Just curious—why did we originally introduce %1F as a separator?

When we were first discussing how to send multi-part namespace identifiers,
there was a choice about how to encode them. I advocated for using . as we
do for column names, but there were people that felt strongly about needing
to use a different character (at first %00 and later %1F) so that the name
could be split back into the original list of identifiers.

The trade-off when using . is that the conversion is one-way: you can
convert ["a", "b.c"] into "a.b.c" but you can’t reliably split (which would
produce ["a", "b", "c"]). Using a one-way conversion is simpler because it
avoids the need for a reliable separator character (and that’s been a
problem) and avoids the alternative to have more complicated escaping and
quoting rules.

The primary drawback to a one-way conversion is that you can have at most
one object with the flattened name.
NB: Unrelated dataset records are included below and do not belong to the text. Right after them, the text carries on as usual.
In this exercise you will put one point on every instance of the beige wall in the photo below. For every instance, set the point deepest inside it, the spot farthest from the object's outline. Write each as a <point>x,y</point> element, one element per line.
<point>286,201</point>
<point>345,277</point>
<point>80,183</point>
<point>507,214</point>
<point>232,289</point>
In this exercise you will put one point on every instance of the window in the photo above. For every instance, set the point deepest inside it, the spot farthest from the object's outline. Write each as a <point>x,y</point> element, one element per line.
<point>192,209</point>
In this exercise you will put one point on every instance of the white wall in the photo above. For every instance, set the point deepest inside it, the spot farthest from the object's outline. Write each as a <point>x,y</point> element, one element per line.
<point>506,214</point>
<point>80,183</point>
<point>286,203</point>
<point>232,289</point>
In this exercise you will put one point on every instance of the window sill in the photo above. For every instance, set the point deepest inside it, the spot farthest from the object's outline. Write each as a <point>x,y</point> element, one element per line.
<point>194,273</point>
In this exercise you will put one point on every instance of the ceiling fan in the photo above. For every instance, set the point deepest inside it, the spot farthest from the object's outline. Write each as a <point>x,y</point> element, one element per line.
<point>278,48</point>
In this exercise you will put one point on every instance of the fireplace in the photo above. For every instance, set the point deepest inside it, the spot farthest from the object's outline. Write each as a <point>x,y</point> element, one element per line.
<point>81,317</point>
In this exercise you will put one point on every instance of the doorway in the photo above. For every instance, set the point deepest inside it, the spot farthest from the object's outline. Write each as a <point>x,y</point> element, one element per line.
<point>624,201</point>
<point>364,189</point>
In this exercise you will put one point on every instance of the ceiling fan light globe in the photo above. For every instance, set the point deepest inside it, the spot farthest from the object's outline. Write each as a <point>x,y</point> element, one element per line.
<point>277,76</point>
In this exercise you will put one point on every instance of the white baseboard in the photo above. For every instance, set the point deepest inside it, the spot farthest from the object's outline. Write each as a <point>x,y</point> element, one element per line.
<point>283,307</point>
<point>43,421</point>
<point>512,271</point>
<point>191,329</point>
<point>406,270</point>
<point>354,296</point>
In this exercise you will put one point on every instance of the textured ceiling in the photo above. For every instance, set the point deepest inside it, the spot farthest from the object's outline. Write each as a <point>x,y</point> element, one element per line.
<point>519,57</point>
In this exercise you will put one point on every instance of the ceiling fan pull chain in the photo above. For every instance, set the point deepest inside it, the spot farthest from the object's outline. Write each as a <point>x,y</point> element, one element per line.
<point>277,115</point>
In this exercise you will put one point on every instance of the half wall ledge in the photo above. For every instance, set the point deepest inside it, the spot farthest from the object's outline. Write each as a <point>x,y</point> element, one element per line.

If the service receives "a.b.c" then
there can be only ["a", "b", "c"] OR ["a.b", "c"] OR ["a", "b.c"] OR
["a.b.c"] because all of those names are identical when flattened.

At the time we originally discussed this, there was support for being able
to distinguish between names that flatten to the same representation. I
think that’s fine, but I really like the current proposal to let the
separator character as a long-term fix. That way catalogs can choose their
own behavior.

A follow up question: can we restrict the character “.” in a namespace
name?

I don’t think there’s a need to do this if catalogs can choose their own
separator character. Hive catalogs could choose not to support ., in which
case using it as a separator doesn’t have any issues. Another catalog could
choose not to allow more than one namespace that flatten to the same name.
And others could choose a completely different separator character to be
able to reconstruct the original multi-part identifier.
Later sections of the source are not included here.